HARRISON, N.Y. -- Harrison kindergartners and first-graders are improving literary and mathematical skills by incorporating technology through the use of tablets in the classroom on a daily basis.
The use of this iPad technology is an excellent example of the district’s partnership with the Harrison Educational Foundation to foster creative learning and the building of vital skills by paying for new cutting-edge initiatives that benefit all kids. The young students are using different types of “apps” on the classroom tablets to develop and enhance skills in areas such as writing, spelling, reading, number deconstruction, and introduction to coding. While students are learning at their appropriate pace, they have the ability to demonstrate their learning to teachers and peers and to connect and share their learning throughout the classroom.
Apps are carefully researched by teachers and administrators and parents receive information to help in using these apps at home for a continuity of learning.
“Harrison’s teachers have been trained in professional development sessions to integrate this technology into their guided reading and learning centers,” said Brian Seligman, the district's chief information officer. “As a result, they are developing strategies on how to enhance their abilities to differentiate instruction with the use of iPad technology.”
Examples of specific apps used in the classroom include:
- "Show Me": An app supporting the writing and phonics curriculum. Students are able to write and draw across the genres, as well as practice spelling patterns.
- "Sight Word Ninja": An app that allows the classroom teacher to choose specific sight words for children to practice to improve automaticity based on their needs.

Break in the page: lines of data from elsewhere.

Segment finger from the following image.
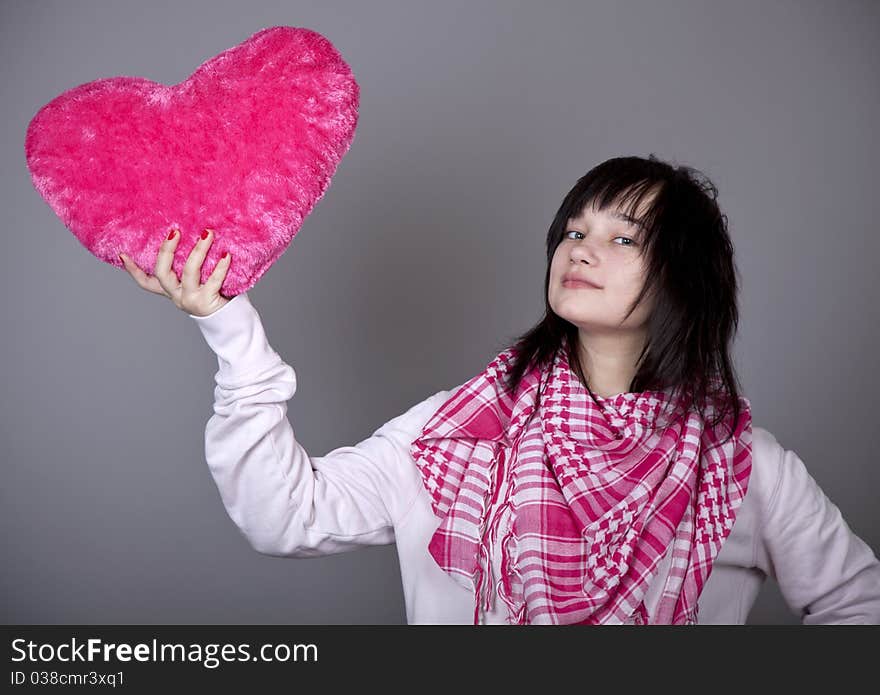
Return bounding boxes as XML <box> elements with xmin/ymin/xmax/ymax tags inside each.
<box><xmin>202</xmin><ymin>251</ymin><xmax>232</xmax><ymax>297</ymax></box>
<box><xmin>120</xmin><ymin>254</ymin><xmax>168</xmax><ymax>296</ymax></box>
<box><xmin>154</xmin><ymin>228</ymin><xmax>182</xmax><ymax>297</ymax></box>
<box><xmin>182</xmin><ymin>228</ymin><xmax>214</xmax><ymax>294</ymax></box>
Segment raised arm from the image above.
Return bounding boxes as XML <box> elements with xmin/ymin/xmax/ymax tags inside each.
<box><xmin>190</xmin><ymin>292</ymin><xmax>433</xmax><ymax>558</ymax></box>
<box><xmin>753</xmin><ymin>428</ymin><xmax>880</xmax><ymax>624</ymax></box>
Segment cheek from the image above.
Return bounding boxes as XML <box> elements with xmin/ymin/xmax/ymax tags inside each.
<box><xmin>548</xmin><ymin>254</ymin><xmax>565</xmax><ymax>290</ymax></box>
<box><xmin>618</xmin><ymin>261</ymin><xmax>648</xmax><ymax>292</ymax></box>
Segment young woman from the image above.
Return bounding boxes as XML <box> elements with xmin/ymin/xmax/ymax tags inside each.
<box><xmin>120</xmin><ymin>155</ymin><xmax>880</xmax><ymax>624</ymax></box>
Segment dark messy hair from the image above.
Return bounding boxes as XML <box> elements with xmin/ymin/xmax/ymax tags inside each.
<box><xmin>497</xmin><ymin>154</ymin><xmax>745</xmax><ymax>444</ymax></box>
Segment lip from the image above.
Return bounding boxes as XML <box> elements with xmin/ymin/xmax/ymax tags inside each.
<box><xmin>562</xmin><ymin>275</ymin><xmax>602</xmax><ymax>290</ymax></box>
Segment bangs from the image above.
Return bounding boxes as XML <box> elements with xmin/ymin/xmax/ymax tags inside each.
<box><xmin>561</xmin><ymin>167</ymin><xmax>667</xmax><ymax>246</ymax></box>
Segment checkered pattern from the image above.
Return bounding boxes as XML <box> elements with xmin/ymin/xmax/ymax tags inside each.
<box><xmin>410</xmin><ymin>339</ymin><xmax>752</xmax><ymax>625</ymax></box>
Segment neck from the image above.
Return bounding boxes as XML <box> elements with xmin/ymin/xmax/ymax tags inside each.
<box><xmin>574</xmin><ymin>328</ymin><xmax>648</xmax><ymax>398</ymax></box>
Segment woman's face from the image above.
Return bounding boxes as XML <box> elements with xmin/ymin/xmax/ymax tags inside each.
<box><xmin>548</xmin><ymin>200</ymin><xmax>655</xmax><ymax>334</ymax></box>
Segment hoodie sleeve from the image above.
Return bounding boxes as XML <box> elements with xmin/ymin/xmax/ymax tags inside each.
<box><xmin>753</xmin><ymin>428</ymin><xmax>880</xmax><ymax>624</ymax></box>
<box><xmin>189</xmin><ymin>292</ymin><xmax>435</xmax><ymax>558</ymax></box>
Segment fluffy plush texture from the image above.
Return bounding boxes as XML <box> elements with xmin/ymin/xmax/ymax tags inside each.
<box><xmin>25</xmin><ymin>26</ymin><xmax>359</xmax><ymax>296</ymax></box>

- "Number Bond Blaster": An app that allows the teacher to pick the level of mathematics readiness with regards to decomposing and composing numbers.
- "Light Bot": This is a coding app that allows children to have experience with beginning programming and strengthens problem solving and critical thinking skills.
“We are finding that our students are naturally drawn to technology,” said Susan Vendola, Parsons Memorial Elementary school kindergarten teacher. “The use of this technology is allowing for independent learning and is helping to build intellectual stamina through a fun and engaging way.”
The Technology Literacy and Mathematics Initiative will be expanded to second- and third-graders next year.